Admitted: Stanford, Yale, UChicago
I formed a theory of mind when I was three or four, recognizing that others have mental states different from my own. But it took me sixteen years to realize that everyone has different ears. Up to that point I had assumed all ears looked pretty much the same, and therefore used my own – from photos – as reference when drawing those of other people. (It’s always easier to use yourself – the one model that will never complain.)
It wasn’t until I took an interest in photorealism and began to practice it, paying attention to every detail in a photo, that I realized that this had been a mistake. Ears are as unique and diverse as fingerprints. Free and attached lobes are just the beginning – the curvature of the outer helix is different for everyone, as well as the degree to which it is folded inwards. The thicknesses of the lobes are unique. The protrusion of skin into the ear from the temple, called the tragus, varies in each individual. So does the depth of the hollow next to the ear canal (called the concha – and I find Caucasians tend to have deeper conchae than do Asians). Trying to accurately draw other people’s ears after only drawing my own was trying to speak a Seoul dialect in Kyungsangdo – communication was possible but difficult.
But people don’t look at ears. Cartoonists get away with drawing ears as little ‘c’s while depicting other features more or less accurately, within the margins of error of caricature. People note the slant of the eyes and the creases around them, the width and arch of the eyebrows, the contours of the lips and nose. More subtly, cheekbones. Significantly, jawlines. And the slow, delightfully challenging sag of the features that comes with age. These are things people look at: the important things, the features that matter – the ones that are noted, quantified, and judged. So there was no urgent reason for me – for whom portraits are just a hobby – to perfect drawing ears. The ear is a visual addendum, tucked away at the sides of the face and omitted from the evaluation process. I could draw an otherwise accurate profile of a classmate but give her the Pope’s ears and no one would blink.

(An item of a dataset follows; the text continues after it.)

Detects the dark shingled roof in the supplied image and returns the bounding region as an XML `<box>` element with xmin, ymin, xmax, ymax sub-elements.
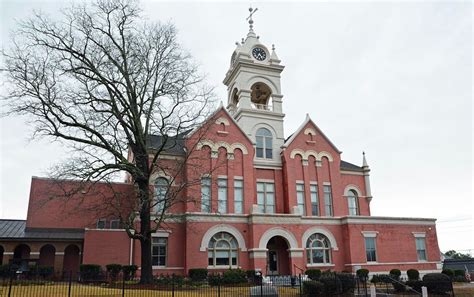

Nevertheless, I do take pleasure in getting the ears right. Firstly, it’s personal, perfectionist concession – I didn’t fudge any details, I made it as accurate as my skill would allow. A complex landscape of skin concentrated in a small space – what a delight to perfect.
Secondly, ears are beautiful. True, they don’t have the density of expression or visible diversity that eyes do. They don’t have the range of emotion of the lips. They don’t have the subtlety and difficulty of cheekbones. What they do have is a certain placid idiosyncrasy – the ears are the place for idiosyncrasy – all those whimsical curves and troughs that are impossible to simplify. There are few unusual ears, because there are no usual ones. Although they’re easy to overlook, each one is new and startling, and an exquisite pleasure to draw.